Chi-Squared Test

PSYC 2020-A01 / PSYC 6022-A01 | 2025-11-07 | Lab 12

Jessica Helmer

Outline

  • Chi-Squared (\(\chi^2\)) Test

Learning objectives:

R: \(\chi^2\) Tests

Chi-Squared (\(\chi^2\)) Test

Testing inferences about proportions

○ Involve categorical variables

Comparing observed frequencies (counts) to some expected (null hypothesis) frequencies

\(\chi^2\) Test of Goodness of Fit: expected frequencies are set by researcher (e.g., null hypothesis is equal frequencies across all groups)

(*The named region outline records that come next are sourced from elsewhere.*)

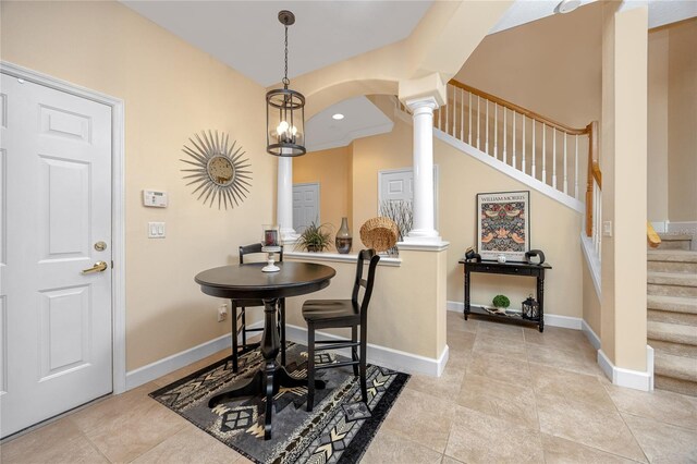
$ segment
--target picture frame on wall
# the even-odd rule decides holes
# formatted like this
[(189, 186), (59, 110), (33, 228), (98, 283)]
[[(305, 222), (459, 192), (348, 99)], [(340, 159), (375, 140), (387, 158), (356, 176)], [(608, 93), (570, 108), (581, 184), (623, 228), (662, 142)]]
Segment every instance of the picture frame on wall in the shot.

\(\chi^2\) Test of Independence: expected frequencies are those implied by independence

Chi-Squared (\(\chi^2\)) Test

Instead of a continuous variable, our outcome is a count

Continuous

  • Height

  • Petal length

  • Test score

Counts

  • Coin flip being heads

  • Number of pets

  • Goals scored

Only integers

\(\chi^2\) Test of Goodness of Fit

\(\chi^2\) Test of Goodness of Fit

Do the observed frequencies of a categorical variable differ from what expected a priori?

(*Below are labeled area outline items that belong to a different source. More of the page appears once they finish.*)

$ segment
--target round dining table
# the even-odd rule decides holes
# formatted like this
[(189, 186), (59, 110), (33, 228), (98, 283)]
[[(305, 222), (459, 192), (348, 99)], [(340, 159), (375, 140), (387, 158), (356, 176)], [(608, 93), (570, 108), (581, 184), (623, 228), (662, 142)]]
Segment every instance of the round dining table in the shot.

Typically, this expectation is equal occurrence across groups (but doesn’t have to be).

If equal occurrence, what would be our expected frequencies?

100 coin flips

Heads Tails
50 50

Favorite primary color of 33 students

Red Blue Yellow
11 11 11

Can also hypothesize proportions and convert to frequencies once you have a sample size.

\(\chi^2\) Test of Goodness of Fit: Hypotheses

\(H_0\): Observed data match the expected frequencies for the population

\(H_1\): Observed data do not match the expected frequencies for the population

○ Observed frequency is significantly different than expected

\(H_0\): \(\pi_j = \pi_{j_0}\) for all categories \(j\) (i.e., difference for all categories is 0), where

\(\pi_j\) = observed proportion

\(\pi_{j_0}\) = expected proportion

\(H_1\): \(\pi_j \neq \pi_{j_0}\) for any category \(j\)

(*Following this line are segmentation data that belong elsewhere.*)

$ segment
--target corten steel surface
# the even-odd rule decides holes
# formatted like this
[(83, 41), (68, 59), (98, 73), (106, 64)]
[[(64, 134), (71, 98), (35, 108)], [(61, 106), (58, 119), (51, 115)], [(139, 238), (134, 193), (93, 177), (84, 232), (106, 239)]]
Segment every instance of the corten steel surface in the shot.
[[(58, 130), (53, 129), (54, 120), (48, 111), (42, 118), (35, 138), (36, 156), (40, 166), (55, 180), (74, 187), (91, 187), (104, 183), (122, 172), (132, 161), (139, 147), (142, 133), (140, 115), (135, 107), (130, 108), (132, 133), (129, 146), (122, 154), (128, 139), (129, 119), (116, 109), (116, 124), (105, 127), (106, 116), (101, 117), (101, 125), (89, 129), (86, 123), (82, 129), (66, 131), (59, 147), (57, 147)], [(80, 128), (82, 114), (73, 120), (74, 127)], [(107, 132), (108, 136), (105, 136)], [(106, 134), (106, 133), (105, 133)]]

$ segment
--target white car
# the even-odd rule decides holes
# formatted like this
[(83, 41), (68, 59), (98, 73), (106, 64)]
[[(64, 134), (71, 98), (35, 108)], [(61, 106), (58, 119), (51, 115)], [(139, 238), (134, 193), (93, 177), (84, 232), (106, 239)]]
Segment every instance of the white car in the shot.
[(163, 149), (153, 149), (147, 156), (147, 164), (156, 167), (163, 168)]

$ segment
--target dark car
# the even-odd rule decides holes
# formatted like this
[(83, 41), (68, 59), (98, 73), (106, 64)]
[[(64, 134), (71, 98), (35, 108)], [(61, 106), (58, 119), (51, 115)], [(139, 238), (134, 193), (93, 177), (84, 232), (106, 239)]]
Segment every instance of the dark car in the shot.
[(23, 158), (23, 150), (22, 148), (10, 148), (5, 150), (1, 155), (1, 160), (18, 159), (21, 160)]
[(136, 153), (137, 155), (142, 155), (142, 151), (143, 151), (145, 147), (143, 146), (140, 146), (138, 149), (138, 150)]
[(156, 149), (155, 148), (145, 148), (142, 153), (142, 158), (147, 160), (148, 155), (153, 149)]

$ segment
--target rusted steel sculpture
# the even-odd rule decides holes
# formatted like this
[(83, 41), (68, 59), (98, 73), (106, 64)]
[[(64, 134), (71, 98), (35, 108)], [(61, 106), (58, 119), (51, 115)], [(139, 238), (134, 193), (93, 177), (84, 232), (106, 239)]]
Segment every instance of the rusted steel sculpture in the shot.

\(\chi^2\) Test of Goodness of Fit Generally

\[ \chi^2 = \sum_{j=1}^{J} \frac{(O_j – N\pi_{j_0})^2}{N\pi_{j_0}} = \sum_{j=1}^{J} \frac{(O_j – E_j)^2}{E_j} \]

where

\(O_j\) = observed frequency

\(N\) = total sample size

\(E_j\) = expected frequency

\(j\) = individual category out of \(J\) total categories

The sum of the squared differences between the observed and expected frequencies, divided by the expected frequency, for each group.

\(\chi^2\) Test of Goodness of Fit Generally

\(\text{df} = J - 1\), where

\(J\) = number of categories

Use to identify critical \(\chi^2\) value from \(\chi^2\) table, R, etc.

For \(\chi^2\), as \(\text{df}\) increases, so does the critical-\(\chi^2\) value (at same \(\alpha\))

Only ever a one-tailed test! For the upper end of the distribution.

\(\chi^2\) Distribution

\(\chi^2\) Distribution

\(\chi^2\) Distribution

\(\chi^2\) Distribution

\(\chi^2\) Distribution

\(\chi^2\) Distribution

\(\chi^2\) Test of Goodness of Fit Cutoffs

Cutoff for test of heads vs. tails


\(J =\) 2

\(\text{df} = J - 1 =\) 1

qchisq(.95, 1)
[1] 3.841459
qchisq(.05, 1, lower.tail = F)
[1] 3.841459

Cutoff for test of favorite color in the rainbow

\(J =\) 7 (ROYGBIV)

\(\text{df} = J - 1 =\) 6

qchisq(.95, 6)
[1] 12.59159
qchisq(.05, 6, lower.tail = F)
[1] 12.59159

\(\chi^2\) Test of Goodness of Fit Example

You are an education psychologist interested in college students’ choice of majors. You’ve grouped majors into five categories: STEM, Social Sciences, Humanities, Arts, and Business. You’d like to test whether there are differences in the population of students choosing those majors. You sample 100 students and ask what major they chose.

First, what are your expected frequencies for each category?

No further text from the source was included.